Верблюд, которому поесть не предложили, был счастлив и так: наверное, благодарил свои верблюжьи небеса за прекращение психической атаки. Борайкос же с монахом, который и не такое видал, вкушали еду; по ходу ужина выяснилось, что эти двое приходятся друг другу родными братьями, а монаха, оказывается, звали Саулом. В принципе я и без того была уверена, что они родственники — у обоих были странные пристрастия в одежде.
Путник мирно вкушал со вновь обретенным родственником еду, когда снаружи вдруг послышался жуткий рык. Я опрометчиво приписала его верблюду; но нет, секундой позже автор оговорил, что верблюд издавал отчаянное ржание.
Мы с эльфийкой уткнулись кто в платочек, а кто в ладонь.

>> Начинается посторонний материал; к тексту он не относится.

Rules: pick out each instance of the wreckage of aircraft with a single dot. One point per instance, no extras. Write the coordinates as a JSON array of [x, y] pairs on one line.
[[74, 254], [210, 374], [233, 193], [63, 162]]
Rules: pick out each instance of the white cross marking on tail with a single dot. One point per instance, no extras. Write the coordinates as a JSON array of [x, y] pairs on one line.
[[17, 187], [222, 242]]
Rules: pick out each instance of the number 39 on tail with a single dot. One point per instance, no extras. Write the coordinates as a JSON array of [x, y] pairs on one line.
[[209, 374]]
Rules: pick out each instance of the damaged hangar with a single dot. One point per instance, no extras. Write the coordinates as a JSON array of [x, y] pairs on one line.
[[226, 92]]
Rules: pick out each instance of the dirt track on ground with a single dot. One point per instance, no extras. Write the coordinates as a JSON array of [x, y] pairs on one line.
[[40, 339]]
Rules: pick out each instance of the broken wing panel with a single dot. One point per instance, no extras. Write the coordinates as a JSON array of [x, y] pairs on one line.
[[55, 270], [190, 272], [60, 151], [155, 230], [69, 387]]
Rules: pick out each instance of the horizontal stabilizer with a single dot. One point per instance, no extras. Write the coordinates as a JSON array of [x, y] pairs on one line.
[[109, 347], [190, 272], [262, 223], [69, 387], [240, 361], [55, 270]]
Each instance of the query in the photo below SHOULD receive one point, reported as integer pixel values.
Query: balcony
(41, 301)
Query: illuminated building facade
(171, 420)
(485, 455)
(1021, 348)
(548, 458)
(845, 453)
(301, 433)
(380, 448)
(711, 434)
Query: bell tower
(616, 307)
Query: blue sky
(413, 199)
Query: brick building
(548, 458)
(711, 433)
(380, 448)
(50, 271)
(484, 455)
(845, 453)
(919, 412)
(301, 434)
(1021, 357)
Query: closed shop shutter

Как оказалось, на верблюда напал лев. Героическое животное отчаянно защищало свою жизнь — это, видно, был боевой верблюд, привыкший сражаться и за хозяина, и за себя. Нестандартному, так сказать, борайкосу — нестандартного верблюда. Ржание, наверное, было призвано окончательно смутить невезучего хищника и посеять в его сердце некоторое сомнение: а оно тебе надо, связываться вот с этим непонятным? Когда же из шатра выскочил верблюдов хозяин, в чалме и с саблей наперевес, несчастный лев окончательно потерял разум. Я в принципе отлично его понимала: мало того что верблюды ржут, так еще и борайкосы бегают практически в чем мать родила. С боем лев кое-как прорвался на волю, при этом поранив борайкосу плечо.
— Молодец, — хором прокомментировали мы с эльфийкой. Знакомец смолк. Зал зааплодировал; жюри восхищенно переговаривалось между собой.
— А ты, девочка, тоже со стихами? — вдруг спросила эльфийка. — Или с прозой?
— Я вообще-то с Полин. — Для пущей убедительности я кивнула на хлопающую в ладоши алхимичку. — Вроде как моральная поддержка.
— Вот как, — улыбнулась эльфийка. — А ты почему ничего не пишешь?
Я хмыкнула:
— Слишком люблю стихи, чтобы писать их самой.
— Интересная точка зрения, — помолчав, заметила эльфийка. — Как тебя зовут?
1
Представитель восточного народа, житель пустыни.